JERUSALEM: Le ministre israélien de la Défense, Israël Katz, a annoncé vendredi que le régime dit de la détention administrative, équivalent d'une garde à vue quasi illimitée, ne serait désormais plus applicable aux colons israéliens en Cisjordanie.

Alors que "les colonies juives [en Cisjordanie] sont soumises à de graves menaces terroristes palestiniennes [...] et que des sanctions internationales injustifiées sont prises contre des colons [ou des entreprises oeuvrant à la colonisation], il n'est pas approprié que l'Etat d'Israël applique une mesure aussi sévère [la détention administrative, NDLR] contre des colons", déclare M. Katz dans un communiqué.

Israël occupe la Cisjordanie depuis 1967 et les violences ont explosé dans ce territoire palestinien depuis le début de la guerre entre Israël et le mouvement islamiste Hamas à Gaza, le 7 octobre 2023.

Quelque 770 Palestiniens y ont été tués par des soldats ou des colons israéliens, selon des données de l'Autorité palestinienne.

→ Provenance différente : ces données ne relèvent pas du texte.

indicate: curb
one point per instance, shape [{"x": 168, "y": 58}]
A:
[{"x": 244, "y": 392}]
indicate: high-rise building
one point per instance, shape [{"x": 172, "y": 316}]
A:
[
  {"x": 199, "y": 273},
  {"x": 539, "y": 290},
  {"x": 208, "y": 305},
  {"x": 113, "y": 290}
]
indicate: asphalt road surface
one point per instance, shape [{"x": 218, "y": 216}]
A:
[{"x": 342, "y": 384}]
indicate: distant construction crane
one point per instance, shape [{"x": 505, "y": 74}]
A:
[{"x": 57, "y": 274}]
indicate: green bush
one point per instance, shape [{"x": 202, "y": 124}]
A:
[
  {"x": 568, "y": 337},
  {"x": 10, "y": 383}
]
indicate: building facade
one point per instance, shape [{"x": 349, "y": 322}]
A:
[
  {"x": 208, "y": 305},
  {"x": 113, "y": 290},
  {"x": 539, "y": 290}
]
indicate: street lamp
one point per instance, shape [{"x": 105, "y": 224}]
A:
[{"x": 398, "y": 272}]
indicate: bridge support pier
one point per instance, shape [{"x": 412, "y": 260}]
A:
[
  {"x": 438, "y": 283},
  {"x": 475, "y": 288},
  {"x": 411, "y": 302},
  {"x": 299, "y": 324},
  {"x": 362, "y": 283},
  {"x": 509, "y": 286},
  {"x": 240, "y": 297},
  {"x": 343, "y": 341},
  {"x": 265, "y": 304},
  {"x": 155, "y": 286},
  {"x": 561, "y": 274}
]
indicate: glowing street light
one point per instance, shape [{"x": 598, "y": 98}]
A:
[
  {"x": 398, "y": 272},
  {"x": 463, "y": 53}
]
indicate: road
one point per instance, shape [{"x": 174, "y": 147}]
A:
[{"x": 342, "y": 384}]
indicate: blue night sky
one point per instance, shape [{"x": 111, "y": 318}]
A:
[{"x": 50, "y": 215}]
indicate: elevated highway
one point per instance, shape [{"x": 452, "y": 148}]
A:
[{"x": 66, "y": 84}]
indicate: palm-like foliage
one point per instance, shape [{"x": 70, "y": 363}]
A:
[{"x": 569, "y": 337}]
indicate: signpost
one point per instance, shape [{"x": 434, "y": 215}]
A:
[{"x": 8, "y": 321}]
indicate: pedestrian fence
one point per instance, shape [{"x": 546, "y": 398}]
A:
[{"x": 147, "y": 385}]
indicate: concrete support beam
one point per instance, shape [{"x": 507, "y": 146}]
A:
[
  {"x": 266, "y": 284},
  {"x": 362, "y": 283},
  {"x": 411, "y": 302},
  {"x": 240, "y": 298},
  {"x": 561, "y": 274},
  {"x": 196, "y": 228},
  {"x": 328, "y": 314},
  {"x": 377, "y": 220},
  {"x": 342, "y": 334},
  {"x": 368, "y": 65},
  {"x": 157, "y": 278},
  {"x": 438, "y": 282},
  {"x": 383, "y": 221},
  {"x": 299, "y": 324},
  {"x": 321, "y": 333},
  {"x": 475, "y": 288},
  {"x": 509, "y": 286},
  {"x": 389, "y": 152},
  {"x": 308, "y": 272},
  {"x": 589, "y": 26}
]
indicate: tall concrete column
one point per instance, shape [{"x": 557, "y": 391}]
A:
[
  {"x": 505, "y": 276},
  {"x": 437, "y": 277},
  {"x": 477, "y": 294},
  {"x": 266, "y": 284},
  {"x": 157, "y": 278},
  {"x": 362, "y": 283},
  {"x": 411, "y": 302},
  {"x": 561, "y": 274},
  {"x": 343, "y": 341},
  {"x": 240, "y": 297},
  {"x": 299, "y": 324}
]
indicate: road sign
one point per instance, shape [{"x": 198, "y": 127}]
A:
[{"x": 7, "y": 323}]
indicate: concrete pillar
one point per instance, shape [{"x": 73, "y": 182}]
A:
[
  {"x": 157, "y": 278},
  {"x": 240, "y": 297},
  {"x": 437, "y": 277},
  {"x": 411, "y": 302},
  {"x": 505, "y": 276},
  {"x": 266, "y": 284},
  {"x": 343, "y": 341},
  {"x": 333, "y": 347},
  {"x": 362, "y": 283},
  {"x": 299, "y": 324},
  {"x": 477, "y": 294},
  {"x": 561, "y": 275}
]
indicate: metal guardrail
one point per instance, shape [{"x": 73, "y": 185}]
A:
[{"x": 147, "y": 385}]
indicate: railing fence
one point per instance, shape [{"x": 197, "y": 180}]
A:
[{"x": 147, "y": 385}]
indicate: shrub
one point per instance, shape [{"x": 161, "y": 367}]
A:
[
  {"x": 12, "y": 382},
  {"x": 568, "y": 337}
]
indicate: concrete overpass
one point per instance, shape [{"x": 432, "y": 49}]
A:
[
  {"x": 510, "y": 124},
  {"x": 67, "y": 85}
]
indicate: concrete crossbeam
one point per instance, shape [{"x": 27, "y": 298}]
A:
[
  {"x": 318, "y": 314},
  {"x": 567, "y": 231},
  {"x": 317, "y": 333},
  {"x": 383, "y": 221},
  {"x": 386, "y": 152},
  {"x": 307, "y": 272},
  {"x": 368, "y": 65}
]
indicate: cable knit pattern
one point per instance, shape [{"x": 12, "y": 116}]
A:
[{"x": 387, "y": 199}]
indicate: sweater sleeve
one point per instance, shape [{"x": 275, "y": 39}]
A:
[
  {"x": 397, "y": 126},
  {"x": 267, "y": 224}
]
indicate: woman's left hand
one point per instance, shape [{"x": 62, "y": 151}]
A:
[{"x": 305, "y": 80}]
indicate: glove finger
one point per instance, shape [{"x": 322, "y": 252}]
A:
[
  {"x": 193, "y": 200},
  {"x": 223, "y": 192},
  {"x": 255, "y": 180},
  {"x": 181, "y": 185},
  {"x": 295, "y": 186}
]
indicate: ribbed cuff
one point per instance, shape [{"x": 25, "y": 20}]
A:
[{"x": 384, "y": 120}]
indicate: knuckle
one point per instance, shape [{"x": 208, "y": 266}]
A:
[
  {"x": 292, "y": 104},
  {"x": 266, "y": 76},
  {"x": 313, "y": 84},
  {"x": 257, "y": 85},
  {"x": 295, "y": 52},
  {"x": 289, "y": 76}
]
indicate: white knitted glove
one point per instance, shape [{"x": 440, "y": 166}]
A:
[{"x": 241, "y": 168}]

Dans le même temps, selon des données officielles israéliennes, 24 Israéliens, civils ou militaires, y ont été tués dans des attaques palestiniennes ou lors de raids militaires israéliens.

Face à la montée des actes de violences commis par des colons armés, plusieurs pays occidentaux (Etats-Unis, Union européenne, Royaume-Uni et Canada notamment) ont au cours des douze derniers mois pris des sanctions (gel des avoirs, interdiction de voyager) contre plusieurs colons qualifiés d'"extrémistes".

Il y a quelques jours, les Etats-Unis ont sanctionné pour la première fois une entreprise israélienne de BTP active dans la construction de colonies en Cisjordanie.

La détention administrative est une procédure héritée de l'arsenal juridique de la période du Mandat britannique sur la Palestine (1920-1948), avant la création d'Israël. Elle permet aux autorités de maintenir un suspect en détention sans avoir à l'inculper, pendant des périodes pouvant aller jusqu'à plusieurs mois, et pouvant être renouvelées pratiquement à l'infini.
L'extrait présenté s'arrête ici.